# Regression Project

## Project Overview

### Background: 

Zillow wants to improve their Zestimate.  The zestimate is estimated value of a home.  Zillow theorizes that there is more information to be gained to improve its existing model.  Because of that, Zillow wants you to develop a model to predict the error between the Zestimate and the sales price of a home.  In predicting the error, you will discover features that will help them improve the Zestimate estimate itself.  Your goal of this project is to develop a linear regression model that will best predict the log error of the Zestimate.  The error is the difference of the sales price and the Zestimate.  The log error is computed by taking the log function of that error.  You don't need to worry about the fact that the error is of a logarithmic function.  It is a continuous number that represents an error rate. 

### Your deliverables:

1. A report (in the form of a presentation, both verbal and through a slides) that summarizes your findings about the drivers of the Zestimate error.  This will be come from the analysis you do during the exploration phase of the pipeline.  In the report, you will have charts that visually tell the story of what is driving the errors.

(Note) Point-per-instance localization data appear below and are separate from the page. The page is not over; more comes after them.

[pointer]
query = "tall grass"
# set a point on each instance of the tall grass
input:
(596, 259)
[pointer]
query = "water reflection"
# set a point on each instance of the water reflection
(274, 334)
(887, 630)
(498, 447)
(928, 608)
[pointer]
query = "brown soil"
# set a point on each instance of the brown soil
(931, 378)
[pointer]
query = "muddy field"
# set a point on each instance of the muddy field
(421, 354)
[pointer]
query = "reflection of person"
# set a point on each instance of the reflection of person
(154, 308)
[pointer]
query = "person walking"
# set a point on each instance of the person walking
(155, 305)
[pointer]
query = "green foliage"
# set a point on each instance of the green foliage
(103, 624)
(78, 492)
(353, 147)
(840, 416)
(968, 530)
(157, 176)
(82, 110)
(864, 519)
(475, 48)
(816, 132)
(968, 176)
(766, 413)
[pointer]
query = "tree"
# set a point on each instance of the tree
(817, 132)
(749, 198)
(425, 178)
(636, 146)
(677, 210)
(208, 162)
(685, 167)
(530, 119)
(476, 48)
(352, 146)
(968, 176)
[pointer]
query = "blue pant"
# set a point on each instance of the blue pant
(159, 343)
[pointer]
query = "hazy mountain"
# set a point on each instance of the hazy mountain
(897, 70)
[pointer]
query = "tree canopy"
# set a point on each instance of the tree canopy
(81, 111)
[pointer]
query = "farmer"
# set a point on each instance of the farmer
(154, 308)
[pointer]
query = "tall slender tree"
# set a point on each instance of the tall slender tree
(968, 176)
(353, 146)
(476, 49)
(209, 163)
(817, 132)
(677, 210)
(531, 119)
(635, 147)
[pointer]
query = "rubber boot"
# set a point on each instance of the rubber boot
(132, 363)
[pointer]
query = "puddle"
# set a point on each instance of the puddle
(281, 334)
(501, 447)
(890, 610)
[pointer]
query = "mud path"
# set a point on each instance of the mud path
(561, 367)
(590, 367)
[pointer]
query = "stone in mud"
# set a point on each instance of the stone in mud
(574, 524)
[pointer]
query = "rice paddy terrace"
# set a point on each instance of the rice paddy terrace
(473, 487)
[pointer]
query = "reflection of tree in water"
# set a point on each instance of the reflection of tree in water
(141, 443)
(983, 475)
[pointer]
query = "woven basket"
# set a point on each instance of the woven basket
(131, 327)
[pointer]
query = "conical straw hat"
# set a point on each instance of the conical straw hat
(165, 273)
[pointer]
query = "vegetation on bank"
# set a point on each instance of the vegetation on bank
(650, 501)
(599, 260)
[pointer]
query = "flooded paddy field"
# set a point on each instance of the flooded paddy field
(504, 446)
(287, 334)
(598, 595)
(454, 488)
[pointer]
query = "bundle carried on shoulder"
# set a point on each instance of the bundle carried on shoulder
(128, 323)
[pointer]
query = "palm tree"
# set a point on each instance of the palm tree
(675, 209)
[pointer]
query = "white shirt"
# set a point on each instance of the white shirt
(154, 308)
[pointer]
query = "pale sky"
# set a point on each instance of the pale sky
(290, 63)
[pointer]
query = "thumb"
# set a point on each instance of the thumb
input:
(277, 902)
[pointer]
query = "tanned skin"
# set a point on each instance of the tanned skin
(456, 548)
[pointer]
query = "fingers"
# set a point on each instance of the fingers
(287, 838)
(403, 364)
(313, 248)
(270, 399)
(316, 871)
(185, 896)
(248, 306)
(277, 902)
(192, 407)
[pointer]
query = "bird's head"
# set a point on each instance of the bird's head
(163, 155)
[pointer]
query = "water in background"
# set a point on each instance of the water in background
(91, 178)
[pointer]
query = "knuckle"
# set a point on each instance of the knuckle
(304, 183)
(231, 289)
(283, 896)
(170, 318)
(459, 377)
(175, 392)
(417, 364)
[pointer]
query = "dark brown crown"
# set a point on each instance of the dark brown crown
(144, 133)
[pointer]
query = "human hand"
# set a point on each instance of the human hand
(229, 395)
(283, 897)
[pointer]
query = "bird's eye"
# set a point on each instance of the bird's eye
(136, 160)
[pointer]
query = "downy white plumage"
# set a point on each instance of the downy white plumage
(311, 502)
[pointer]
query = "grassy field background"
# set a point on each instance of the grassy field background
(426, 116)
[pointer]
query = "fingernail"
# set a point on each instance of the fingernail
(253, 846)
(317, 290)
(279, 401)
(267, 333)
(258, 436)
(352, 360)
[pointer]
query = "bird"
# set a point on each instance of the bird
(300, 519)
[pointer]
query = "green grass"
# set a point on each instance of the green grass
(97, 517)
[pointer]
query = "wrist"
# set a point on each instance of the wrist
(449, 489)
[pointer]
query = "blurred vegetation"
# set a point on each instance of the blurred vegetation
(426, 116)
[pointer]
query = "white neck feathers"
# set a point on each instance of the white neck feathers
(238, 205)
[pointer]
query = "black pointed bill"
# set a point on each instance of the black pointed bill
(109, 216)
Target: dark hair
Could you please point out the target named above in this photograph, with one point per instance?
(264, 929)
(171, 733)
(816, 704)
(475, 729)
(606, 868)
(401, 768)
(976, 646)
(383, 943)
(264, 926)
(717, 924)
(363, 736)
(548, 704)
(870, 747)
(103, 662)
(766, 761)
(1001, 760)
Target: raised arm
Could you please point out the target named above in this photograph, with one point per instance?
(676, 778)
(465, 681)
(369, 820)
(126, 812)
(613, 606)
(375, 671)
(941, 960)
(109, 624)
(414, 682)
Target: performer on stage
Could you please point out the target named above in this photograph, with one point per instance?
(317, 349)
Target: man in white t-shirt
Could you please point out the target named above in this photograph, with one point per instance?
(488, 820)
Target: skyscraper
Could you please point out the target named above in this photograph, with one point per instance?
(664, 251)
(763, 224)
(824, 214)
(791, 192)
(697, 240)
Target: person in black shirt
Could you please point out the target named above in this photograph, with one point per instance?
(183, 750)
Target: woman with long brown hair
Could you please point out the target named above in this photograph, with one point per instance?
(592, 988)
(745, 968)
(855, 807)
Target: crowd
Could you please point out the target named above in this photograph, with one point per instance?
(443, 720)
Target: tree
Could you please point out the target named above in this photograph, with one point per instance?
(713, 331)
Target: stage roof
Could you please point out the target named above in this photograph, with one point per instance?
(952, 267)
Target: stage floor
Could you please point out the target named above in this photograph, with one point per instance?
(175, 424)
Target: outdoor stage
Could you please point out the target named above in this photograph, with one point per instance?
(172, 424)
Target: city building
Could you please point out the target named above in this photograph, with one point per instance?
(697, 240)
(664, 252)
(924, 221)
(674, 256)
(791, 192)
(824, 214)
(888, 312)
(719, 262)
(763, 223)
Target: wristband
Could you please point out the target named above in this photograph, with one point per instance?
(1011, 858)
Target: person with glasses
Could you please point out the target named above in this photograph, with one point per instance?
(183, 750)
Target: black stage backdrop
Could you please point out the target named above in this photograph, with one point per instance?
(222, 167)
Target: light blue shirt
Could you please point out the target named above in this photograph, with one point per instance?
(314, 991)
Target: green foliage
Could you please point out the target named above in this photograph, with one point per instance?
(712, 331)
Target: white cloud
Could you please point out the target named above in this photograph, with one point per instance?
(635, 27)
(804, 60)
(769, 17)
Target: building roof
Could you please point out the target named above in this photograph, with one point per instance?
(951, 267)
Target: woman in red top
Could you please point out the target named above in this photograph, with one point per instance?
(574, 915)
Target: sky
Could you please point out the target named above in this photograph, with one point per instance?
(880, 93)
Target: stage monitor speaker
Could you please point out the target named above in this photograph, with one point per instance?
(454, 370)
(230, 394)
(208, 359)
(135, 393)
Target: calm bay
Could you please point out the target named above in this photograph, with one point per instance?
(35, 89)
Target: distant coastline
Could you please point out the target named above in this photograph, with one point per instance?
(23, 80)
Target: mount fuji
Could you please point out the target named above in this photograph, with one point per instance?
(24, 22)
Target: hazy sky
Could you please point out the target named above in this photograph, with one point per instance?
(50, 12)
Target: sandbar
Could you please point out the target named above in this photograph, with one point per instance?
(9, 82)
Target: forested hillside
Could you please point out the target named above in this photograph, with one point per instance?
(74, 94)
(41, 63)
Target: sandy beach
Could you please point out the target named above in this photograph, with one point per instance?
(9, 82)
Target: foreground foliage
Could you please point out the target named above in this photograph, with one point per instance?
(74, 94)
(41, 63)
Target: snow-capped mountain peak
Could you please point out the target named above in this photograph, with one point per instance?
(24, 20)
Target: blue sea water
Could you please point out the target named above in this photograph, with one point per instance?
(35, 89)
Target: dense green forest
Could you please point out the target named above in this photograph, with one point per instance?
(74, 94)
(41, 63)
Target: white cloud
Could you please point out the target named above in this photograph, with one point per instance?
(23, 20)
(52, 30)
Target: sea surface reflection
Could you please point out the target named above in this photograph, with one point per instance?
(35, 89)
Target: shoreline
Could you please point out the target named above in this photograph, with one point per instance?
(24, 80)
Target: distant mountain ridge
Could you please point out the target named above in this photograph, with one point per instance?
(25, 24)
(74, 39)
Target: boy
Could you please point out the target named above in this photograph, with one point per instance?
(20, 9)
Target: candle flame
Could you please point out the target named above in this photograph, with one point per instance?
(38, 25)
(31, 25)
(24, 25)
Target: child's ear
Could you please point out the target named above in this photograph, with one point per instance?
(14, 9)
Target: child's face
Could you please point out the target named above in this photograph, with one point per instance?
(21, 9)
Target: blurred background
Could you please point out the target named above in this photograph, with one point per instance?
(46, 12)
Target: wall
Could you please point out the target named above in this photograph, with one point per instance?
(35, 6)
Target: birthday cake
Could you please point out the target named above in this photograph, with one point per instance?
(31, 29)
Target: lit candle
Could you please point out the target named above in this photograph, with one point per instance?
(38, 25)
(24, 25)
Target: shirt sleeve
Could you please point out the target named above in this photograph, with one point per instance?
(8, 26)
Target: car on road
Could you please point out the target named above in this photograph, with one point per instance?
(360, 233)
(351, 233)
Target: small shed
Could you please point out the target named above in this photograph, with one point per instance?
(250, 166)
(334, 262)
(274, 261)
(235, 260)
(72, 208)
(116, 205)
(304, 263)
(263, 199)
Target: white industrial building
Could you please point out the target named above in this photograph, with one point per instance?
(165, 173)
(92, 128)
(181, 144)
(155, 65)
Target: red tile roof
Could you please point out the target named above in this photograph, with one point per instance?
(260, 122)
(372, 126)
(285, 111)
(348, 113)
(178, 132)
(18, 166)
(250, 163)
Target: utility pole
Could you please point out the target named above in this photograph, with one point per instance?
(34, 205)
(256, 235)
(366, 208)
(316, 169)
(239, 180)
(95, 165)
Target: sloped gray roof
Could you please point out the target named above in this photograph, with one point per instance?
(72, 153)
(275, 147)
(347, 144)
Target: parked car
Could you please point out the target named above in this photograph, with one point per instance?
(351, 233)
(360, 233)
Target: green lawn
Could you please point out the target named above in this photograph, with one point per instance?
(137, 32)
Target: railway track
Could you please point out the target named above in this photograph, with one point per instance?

2. A Jupyter notebook, titled 'Regression_Proj_YourName', that contains a clearly labeled section and code clearly documented for each the stages below (project planning, data acquisition, data prep, exploration, and modeling).  All of the work will take place in your jupyter notebook. 


## Project Planning

You will use the available data dictionary to understand the fields.  During the Project Planning stage, you will want to document the meaning of the fields you will be using (see below for list of fields).   You will want to brainstorm how you plan to go about this, especially your thoughts around your analysis, any hypotheses you might have, ideas about what might matter, what might not.  This part, in the real world, is for you and maybe your co-workers only.  Grammer, technicalities, etc. do not matter here.  It is about creating a plan so that you know when you go off course and get lost in the weeds.  You will likely not follow your plan exactly, which is why it is important to clearly state your goal.  That way when you get a bit lost, you can quickly refer to the goal and ask, "Is what I'm doing now the best use of my time to help me achieve my goal?"

Also in this step, prepare your environment with the Python libraries you will need throughout your project.  You may need to go back and add more as you go.  


1. Your goal clearly stated.  Why?  So that when you get a bit lost, you can quickly refer to the goal and ask, "Is what I'm doing now the best use of my time to help me achieve my goal?"

2. Your deliverables clearly stated, so you know when you are done!

3. Data dictionary of fields you will use. Why? So that you can refer back and others can refer to the meanings as you are developing your model.  This is about gaining knowledge in the domain space so that you will understand when data doesn't look right, be able to more effectively develop hypotheses, and use that domain knowledge to build a more robust model (among other reasons)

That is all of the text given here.